DNA Torque and Topology during Transcription

DNA topology is constantly being restructured by the action of motor proteins. During transcription, RNAP over twists DNA in the front (downstream) and under twists DNA behind (upstream), as described by the twin‐supercoiled domain model. This transcription‐generated torsion is present genome‐wide and can significantly facilitate or inhibit gene expression.

Historically, the most prevalent approach to study DNA topology changes has been the use of 2D gels to measure one aspect of torsion – the degree of supercoiling. However, this cannot measure torque – how difficult it is to twist DNA – the key parameter that characterizes torsion and determines whether DNA is denatured and whether a bound protein is evicted.
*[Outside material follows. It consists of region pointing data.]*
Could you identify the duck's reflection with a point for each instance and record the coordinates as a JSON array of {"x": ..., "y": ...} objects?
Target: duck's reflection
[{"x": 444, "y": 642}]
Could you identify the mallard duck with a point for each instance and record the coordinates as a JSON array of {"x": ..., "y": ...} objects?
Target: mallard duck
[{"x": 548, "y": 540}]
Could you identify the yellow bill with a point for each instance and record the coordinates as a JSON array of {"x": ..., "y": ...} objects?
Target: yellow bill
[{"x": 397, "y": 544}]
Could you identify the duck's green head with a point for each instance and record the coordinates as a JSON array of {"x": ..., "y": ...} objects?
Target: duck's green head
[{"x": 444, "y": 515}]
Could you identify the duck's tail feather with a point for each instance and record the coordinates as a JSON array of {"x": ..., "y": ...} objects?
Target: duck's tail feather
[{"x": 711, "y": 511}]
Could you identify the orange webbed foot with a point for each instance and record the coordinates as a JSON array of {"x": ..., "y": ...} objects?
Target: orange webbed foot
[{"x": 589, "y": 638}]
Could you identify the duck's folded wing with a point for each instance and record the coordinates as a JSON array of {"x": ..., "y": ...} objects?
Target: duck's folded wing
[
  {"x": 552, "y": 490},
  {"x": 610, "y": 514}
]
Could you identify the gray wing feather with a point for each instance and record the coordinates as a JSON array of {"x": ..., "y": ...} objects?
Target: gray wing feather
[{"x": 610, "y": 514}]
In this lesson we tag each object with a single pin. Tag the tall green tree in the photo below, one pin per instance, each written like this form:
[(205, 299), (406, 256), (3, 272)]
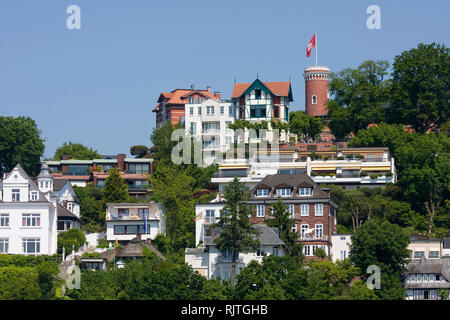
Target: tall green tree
[(115, 189), (359, 97), (20, 142), (76, 151), (421, 87), (304, 126), (237, 233), (382, 244)]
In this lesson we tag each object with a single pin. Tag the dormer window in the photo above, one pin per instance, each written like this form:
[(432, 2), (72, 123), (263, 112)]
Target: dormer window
[(15, 194), (283, 192), (34, 195), (262, 192), (304, 191)]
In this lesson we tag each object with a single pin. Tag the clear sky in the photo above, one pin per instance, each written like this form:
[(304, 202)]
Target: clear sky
[(98, 85)]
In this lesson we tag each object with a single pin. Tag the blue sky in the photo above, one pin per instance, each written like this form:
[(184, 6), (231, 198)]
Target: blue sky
[(98, 85)]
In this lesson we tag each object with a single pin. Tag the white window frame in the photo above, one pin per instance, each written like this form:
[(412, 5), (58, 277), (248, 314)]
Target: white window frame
[(318, 212), (4, 220), (303, 213), (262, 192), (260, 211)]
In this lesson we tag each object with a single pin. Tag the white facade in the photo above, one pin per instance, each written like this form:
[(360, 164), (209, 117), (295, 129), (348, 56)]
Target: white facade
[(125, 221), (28, 216), (340, 246), (209, 121)]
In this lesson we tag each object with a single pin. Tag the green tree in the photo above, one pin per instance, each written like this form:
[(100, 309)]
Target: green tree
[(20, 142), (76, 151), (304, 126), (421, 87), (72, 238), (359, 98), (384, 245), (237, 233), (115, 189)]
We developed the angular optical trap (AOT) for direct torque measurements (Deufel et al., Nature Methods, 2007) and using the AOT, we made the first direct torque measurement of any DNA‐based motor by showing that E. coli RNAP generates ~ 11 pN∙nm of torque (Ma et al, Science, 2013).
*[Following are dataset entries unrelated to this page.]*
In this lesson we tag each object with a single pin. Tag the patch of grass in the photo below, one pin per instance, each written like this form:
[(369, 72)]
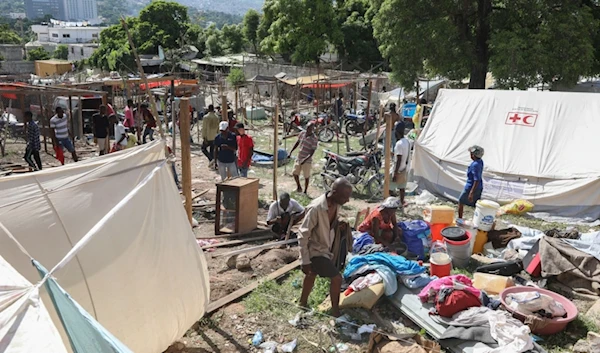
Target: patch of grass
[(564, 341), (288, 292)]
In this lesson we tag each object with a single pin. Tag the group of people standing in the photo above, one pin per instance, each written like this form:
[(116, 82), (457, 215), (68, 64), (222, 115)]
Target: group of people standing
[(226, 144)]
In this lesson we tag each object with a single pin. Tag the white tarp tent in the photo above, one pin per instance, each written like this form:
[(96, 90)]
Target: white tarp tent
[(539, 146), (25, 325), (140, 274)]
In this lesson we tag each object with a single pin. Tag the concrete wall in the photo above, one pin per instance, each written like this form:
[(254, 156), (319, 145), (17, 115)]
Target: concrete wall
[(11, 52), (17, 67)]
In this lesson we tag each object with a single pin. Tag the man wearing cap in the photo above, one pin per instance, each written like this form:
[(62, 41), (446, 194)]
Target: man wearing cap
[(474, 186), (225, 150), (308, 142), (400, 169), (245, 150)]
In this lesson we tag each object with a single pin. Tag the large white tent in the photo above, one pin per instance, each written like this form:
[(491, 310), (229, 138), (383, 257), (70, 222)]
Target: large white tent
[(539, 146), (117, 233)]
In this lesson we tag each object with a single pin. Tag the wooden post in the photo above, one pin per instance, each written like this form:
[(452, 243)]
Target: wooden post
[(80, 118), (224, 108), (275, 149), (388, 142), (186, 157)]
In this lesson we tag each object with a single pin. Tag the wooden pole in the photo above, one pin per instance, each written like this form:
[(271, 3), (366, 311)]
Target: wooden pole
[(144, 78), (388, 154), (80, 118), (275, 149), (224, 108), (186, 157)]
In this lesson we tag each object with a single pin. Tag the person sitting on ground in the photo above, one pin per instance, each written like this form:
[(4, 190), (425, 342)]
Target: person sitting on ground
[(474, 186), (383, 218), (284, 213), (316, 237), (400, 169), (60, 132), (33, 142), (308, 142), (225, 150)]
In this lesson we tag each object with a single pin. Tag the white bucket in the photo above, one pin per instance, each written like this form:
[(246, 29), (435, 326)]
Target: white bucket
[(485, 215)]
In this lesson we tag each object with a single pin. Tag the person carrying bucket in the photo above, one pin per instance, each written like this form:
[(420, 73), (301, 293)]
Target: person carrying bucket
[(474, 186)]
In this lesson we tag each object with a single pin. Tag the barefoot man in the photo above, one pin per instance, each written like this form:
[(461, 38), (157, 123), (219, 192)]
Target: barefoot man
[(316, 236)]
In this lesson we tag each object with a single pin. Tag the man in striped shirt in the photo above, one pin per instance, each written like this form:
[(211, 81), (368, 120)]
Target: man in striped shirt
[(60, 132), (32, 151)]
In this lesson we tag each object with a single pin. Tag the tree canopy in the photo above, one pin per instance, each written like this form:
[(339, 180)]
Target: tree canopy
[(521, 41)]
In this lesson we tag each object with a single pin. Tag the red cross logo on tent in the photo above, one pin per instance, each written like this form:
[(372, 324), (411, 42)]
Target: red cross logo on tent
[(520, 118)]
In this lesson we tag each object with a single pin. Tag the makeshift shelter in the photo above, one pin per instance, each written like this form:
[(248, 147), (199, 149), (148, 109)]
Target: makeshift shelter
[(122, 245), (537, 147)]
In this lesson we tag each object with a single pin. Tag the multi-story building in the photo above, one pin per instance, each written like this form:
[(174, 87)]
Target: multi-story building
[(65, 10), (40, 8)]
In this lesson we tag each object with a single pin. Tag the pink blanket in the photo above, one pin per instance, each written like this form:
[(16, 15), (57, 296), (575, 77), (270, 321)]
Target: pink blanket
[(430, 291)]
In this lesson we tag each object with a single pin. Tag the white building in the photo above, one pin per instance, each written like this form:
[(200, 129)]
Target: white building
[(81, 10)]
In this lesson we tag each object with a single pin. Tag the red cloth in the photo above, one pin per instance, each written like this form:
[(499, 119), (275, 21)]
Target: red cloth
[(245, 147), (59, 154)]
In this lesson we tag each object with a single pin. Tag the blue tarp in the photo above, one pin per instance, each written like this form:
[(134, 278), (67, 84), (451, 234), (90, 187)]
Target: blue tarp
[(85, 334)]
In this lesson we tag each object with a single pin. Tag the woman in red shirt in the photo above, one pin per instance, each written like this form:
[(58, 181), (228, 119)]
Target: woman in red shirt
[(380, 219)]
Because we observed that RNAP backtracking limits RNAP torque generation capacity, we considered whether transcription factors such as GreB, which rescues backtracking, could increase torque generation capacity. We found that GreB greatly limits RNAP backtracking and increases torque capacity by 65% (to 18.5 pN∙nm) and through de novo sophisticated statistical mechanics analysis of the stalling trajectories and determined the kinetic rates of backtracking and GreB rescue (Ma et al, bioRxiv, 2018).

Nucleosome under torsion
RNAP must transcribe through nucleosomes which present formidable barriers to transcription. We found that torque could regulate histone exchange during transcription and replication (Sheinin et al., Nature Communications, 2013).